Eine Nachricht, die erst im November durchsickerte und viele Menschen im Fünfseenland nervös machte - schließlich gehören die Menschen in Starnberg zu den reichsten der Republik. Und Volmer, der hier seit elf Jahren sein Büro hat, weiß: "Der Trieb zum Steuersparen ist in Deutschland mindestens so ausgeprägt wie der Sexualtrieb."

Die geplante "Anpassung der Vorschriften der Grundbesitzbewertung" bedeutet, dass sich die Steuern künftig - vereinfacht gesagt - stärker am Wert der Immobilie orientieren und damit um ein Vielfaches steigen können. Vor allem in boomenden Regionen, in denen die Immobilienpreise seit 2009 - aus diesem Jahr stammen die aktuell noch geltenden Werte - explodiert sind. Im Fünfseenland ist der Verkehrswert etwa für Ein- oder Zweifamilienhäuser in den vergangenen 13 Jahren massiv gestiegen. Laut Marktbericht des Immobilienverbands Deutschland (IVD) aus dem Sommer dieses Jahres müssen Interessenten im Schnitt zwei Millionen Euro für ein freistehendes Einfamilienhaus aufbringen.

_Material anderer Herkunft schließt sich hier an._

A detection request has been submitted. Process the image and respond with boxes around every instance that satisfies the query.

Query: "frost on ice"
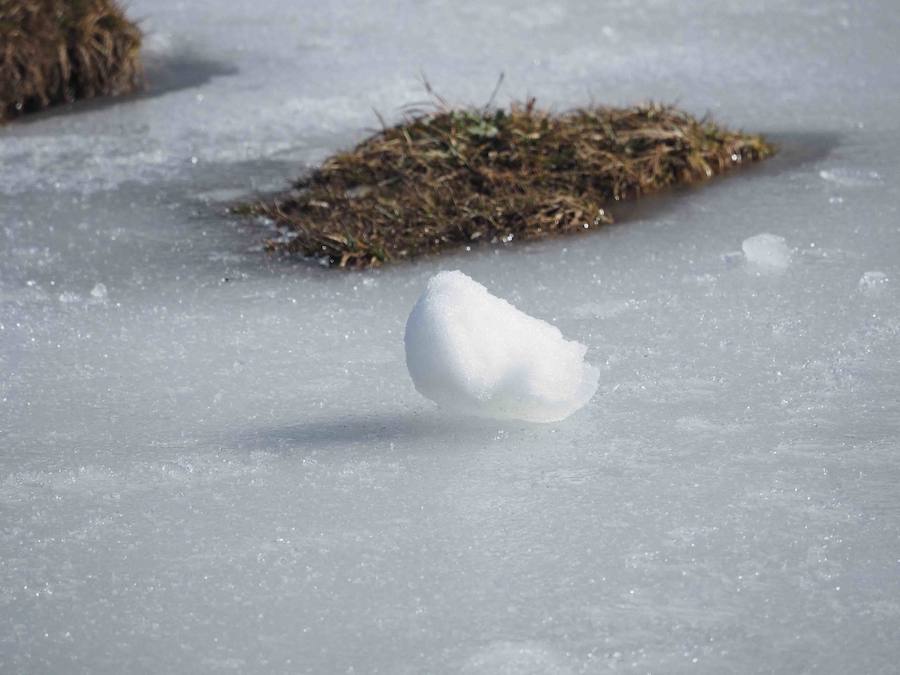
[859,270,888,295]
[741,232,791,269]
[405,271,599,422]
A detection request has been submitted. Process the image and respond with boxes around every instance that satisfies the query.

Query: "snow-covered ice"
[859,270,888,295]
[404,270,599,422]
[0,0,900,675]
[741,232,791,269]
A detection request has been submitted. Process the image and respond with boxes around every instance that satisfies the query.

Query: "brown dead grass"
[235,100,774,267]
[0,0,142,122]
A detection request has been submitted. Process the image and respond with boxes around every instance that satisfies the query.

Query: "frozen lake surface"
[0,0,900,674]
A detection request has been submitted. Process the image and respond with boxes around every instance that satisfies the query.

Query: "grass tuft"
[0,0,142,123]
[239,99,774,267]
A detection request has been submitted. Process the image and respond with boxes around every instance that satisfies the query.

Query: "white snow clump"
[741,232,791,269]
[405,271,600,422]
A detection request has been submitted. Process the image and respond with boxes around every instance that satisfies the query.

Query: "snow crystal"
[91,283,109,302]
[405,271,599,422]
[819,167,881,187]
[741,232,791,269]
[859,270,888,295]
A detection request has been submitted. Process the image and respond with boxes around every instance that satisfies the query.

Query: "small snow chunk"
[819,167,882,187]
[741,232,791,269]
[859,270,888,295]
[91,283,108,302]
[405,271,599,422]
[59,291,81,305]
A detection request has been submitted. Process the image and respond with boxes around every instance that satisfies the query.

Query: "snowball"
[741,233,791,269]
[859,270,888,295]
[405,271,599,422]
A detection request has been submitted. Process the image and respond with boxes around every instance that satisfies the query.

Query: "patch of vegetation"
[235,99,774,267]
[0,0,142,122]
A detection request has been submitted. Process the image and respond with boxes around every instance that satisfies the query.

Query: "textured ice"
[0,0,900,675]
[741,233,791,269]
[859,270,888,295]
[404,271,599,422]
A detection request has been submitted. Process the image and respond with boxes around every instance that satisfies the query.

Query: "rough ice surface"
[404,270,600,422]
[0,0,900,674]
[859,270,889,295]
[741,233,791,269]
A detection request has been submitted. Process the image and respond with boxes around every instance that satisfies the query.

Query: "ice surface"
[741,233,791,269]
[0,0,900,675]
[859,270,888,295]
[404,270,599,422]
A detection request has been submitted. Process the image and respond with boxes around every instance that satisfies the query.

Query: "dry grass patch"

Wird so eine Immobilie vererbt, fallen entsprechend Erbschaftssteuern an. Dabei gilt ebenfalls seit 2009 ein unveränderter Freibetrag von 500 000 Euro bei Ehepartnern und 400 000 Euro bei Kindern. Bei den Werten der Immobilien im Fünfseenland reichen diese Freibeträge in der Regel nicht aus, um steuerfrei zu vererben. Mitunter ist das Erbe und entsprechend die Erbschaftssteuer so hoch, dass Eltern Sorge haben, dass ihre Kinder die Erbschaftssteuer nur mit einer Kreditaufnahme zahlen können. Deshalb übertragen sie Anteile ihrer Immobilien bereits zu Lebzeiten - alle zehn Jahre ist eine Überlassung in Höhe des steuerfreien Betrags möglich.

Der Notar rät, den Nachlass bereits mit Anfang 60 zu regeln

"Es rufen wahnsinnig viele Leute an, die wissen sollen, was sie machen sollen", sagt Volmer. Sein Büro berät grundsätzlich jeden, solange keine zusätzliche Kalkulation eines Steuerberaters benötigt wird. Was Volmer feststellt: Viele Familien haben Pläne in den Schubladen, die sie nun herausholen und schnell noch umsetzen wollen. Grundsätzlich eine gute Idee, findet Volmer. Doch seien viele Immobilienbesitzer, die sich an ihn wenden, schon über 70 oder 80 Jahre alt. Volmer spricht in diesen Fällen vom klassischen "Vermeidungstyp": Eine Überlassung soll helfen, die Steuerlast der Kinder zu reduzieren. Er empfiehlt jedoch, sich bereits mit 60 Jahren Gedanken über die Weitergabe des Besitzes zu machen. "Das passt zeitlich gut mit der Planung des eigenen Renteneintritts zusammen", erklärt Volmer.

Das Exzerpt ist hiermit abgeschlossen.